Keep in mind there is bad reporting, just as there is bad science.
“The scientific community is in shock after one of the largest scientific publishers, Science, was forced to retract a study on gay marriage; the reason? The data on which it was based was almost certainly fake,”reports ZME Science. Others also reported the inaccurate report.
The report had said that if those people who go door-to-door to promote change, Craigslist is full of such jobs, identify themselves as gay instead of cloaking themselves in anonymity they will be more successful. People will remember them longer and what they said.
Turns out scientific rules used to do studies were ignored, or outright faked.
This canard this week is being promoted on Facebook, of course. It says “millennials” say they get most of their political news from Facebook.
The study that disses TV news and heavyweights like the New York Times and Washington Post was done by usually reliable Pew Research.
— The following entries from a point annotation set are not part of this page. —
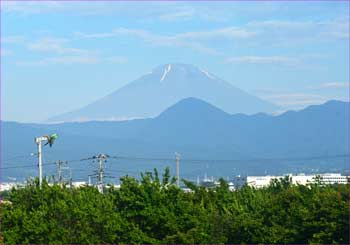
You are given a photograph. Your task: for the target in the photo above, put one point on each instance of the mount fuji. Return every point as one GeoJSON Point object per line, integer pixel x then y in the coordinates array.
{"type": "Point", "coordinates": [166, 85]}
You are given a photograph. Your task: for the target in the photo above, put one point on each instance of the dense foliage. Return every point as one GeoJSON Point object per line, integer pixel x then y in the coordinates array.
{"type": "Point", "coordinates": [155, 210]}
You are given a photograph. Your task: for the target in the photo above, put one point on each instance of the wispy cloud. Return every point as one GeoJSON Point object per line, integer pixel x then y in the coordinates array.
{"type": "Point", "coordinates": [62, 60]}
{"type": "Point", "coordinates": [117, 59]}
{"type": "Point", "coordinates": [331, 85]}
{"type": "Point", "coordinates": [264, 60]}
{"type": "Point", "coordinates": [279, 30]}
{"type": "Point", "coordinates": [83, 59]}
{"type": "Point", "coordinates": [191, 40]}
{"type": "Point", "coordinates": [13, 39]}
{"type": "Point", "coordinates": [296, 99]}
{"type": "Point", "coordinates": [5, 52]}
{"type": "Point", "coordinates": [56, 45]}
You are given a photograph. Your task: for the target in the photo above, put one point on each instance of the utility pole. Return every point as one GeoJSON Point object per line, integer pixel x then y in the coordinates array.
{"type": "Point", "coordinates": [177, 156]}
{"type": "Point", "coordinates": [60, 178]}
{"type": "Point", "coordinates": [100, 158]}
{"type": "Point", "coordinates": [38, 141]}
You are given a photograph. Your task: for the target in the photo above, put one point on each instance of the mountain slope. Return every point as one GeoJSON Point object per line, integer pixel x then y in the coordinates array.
{"type": "Point", "coordinates": [200, 130]}
{"type": "Point", "coordinates": [149, 95]}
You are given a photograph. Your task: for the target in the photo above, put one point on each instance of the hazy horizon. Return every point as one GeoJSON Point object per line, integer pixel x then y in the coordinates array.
{"type": "Point", "coordinates": [61, 56]}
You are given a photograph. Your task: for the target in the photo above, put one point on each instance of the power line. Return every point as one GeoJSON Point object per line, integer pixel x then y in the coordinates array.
{"type": "Point", "coordinates": [26, 166]}
{"type": "Point", "coordinates": [307, 158]}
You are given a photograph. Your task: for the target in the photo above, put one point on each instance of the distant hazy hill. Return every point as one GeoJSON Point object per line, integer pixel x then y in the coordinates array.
{"type": "Point", "coordinates": [199, 130]}
{"type": "Point", "coordinates": [152, 93]}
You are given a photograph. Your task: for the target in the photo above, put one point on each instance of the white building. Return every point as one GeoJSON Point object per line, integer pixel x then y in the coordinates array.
{"type": "Point", "coordinates": [301, 179]}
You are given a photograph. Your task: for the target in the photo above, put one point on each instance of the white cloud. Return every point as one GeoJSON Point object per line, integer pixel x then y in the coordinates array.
{"type": "Point", "coordinates": [5, 52]}
{"type": "Point", "coordinates": [295, 99]}
{"type": "Point", "coordinates": [278, 30]}
{"type": "Point", "coordinates": [117, 59]}
{"type": "Point", "coordinates": [31, 7]}
{"type": "Point", "coordinates": [332, 85]}
{"type": "Point", "coordinates": [12, 39]}
{"type": "Point", "coordinates": [264, 60]}
{"type": "Point", "coordinates": [190, 40]}
{"type": "Point", "coordinates": [56, 45]}
{"type": "Point", "coordinates": [61, 60]}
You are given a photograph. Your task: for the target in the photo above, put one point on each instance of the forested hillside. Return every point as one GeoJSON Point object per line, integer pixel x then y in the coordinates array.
{"type": "Point", "coordinates": [154, 210]}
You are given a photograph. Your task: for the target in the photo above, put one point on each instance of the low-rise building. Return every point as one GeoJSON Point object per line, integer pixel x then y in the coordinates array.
{"type": "Point", "coordinates": [301, 179]}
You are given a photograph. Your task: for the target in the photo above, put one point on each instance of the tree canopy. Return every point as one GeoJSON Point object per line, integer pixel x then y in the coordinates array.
{"type": "Point", "coordinates": [154, 210]}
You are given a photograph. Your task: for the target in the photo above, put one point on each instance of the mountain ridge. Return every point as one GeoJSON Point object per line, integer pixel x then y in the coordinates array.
{"type": "Point", "coordinates": [166, 85]}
“We are only beginning to understand the complex interactions of personal choice, friend networks and algorithms in the social media space,” Amy Mitchell, Pew’s director of journalism research said in a statement. “As the research continues, these data suggest there are fundamental differences in the ways younger and older generations stay informed about political news.”
What does that mean. Young people get their political news from Facebook.
Most likely it means they are seeing URLs, unique resource locators, that take them to a media site. Facebook isn’t providing the news at all. It is easy to be fooled, like the FIFA executive who quoted the Onion on the organization to hold a pop World Cup this year in the U.S.
Not that this isn’t scary. It means these people are regurgitating the same “content” to their friends. So whatever they are reading, it is the same thing their friends are reading.
Perhaps they should have been asked which source do they post on their Facebook pages? Is it whichever one says what they want to hear or perhaps even something they think is stupid?
The study is right when it says: “No matter the generational differences, it’s obvious that social media, especially Facebook, has become a key way for people to consume politics news, a trend that will become more relevant as younger users become more interested interested in politics.”
This is just another way of saying “the medium is the message,” as Canadian Marshall McLuhan said in the 1950s.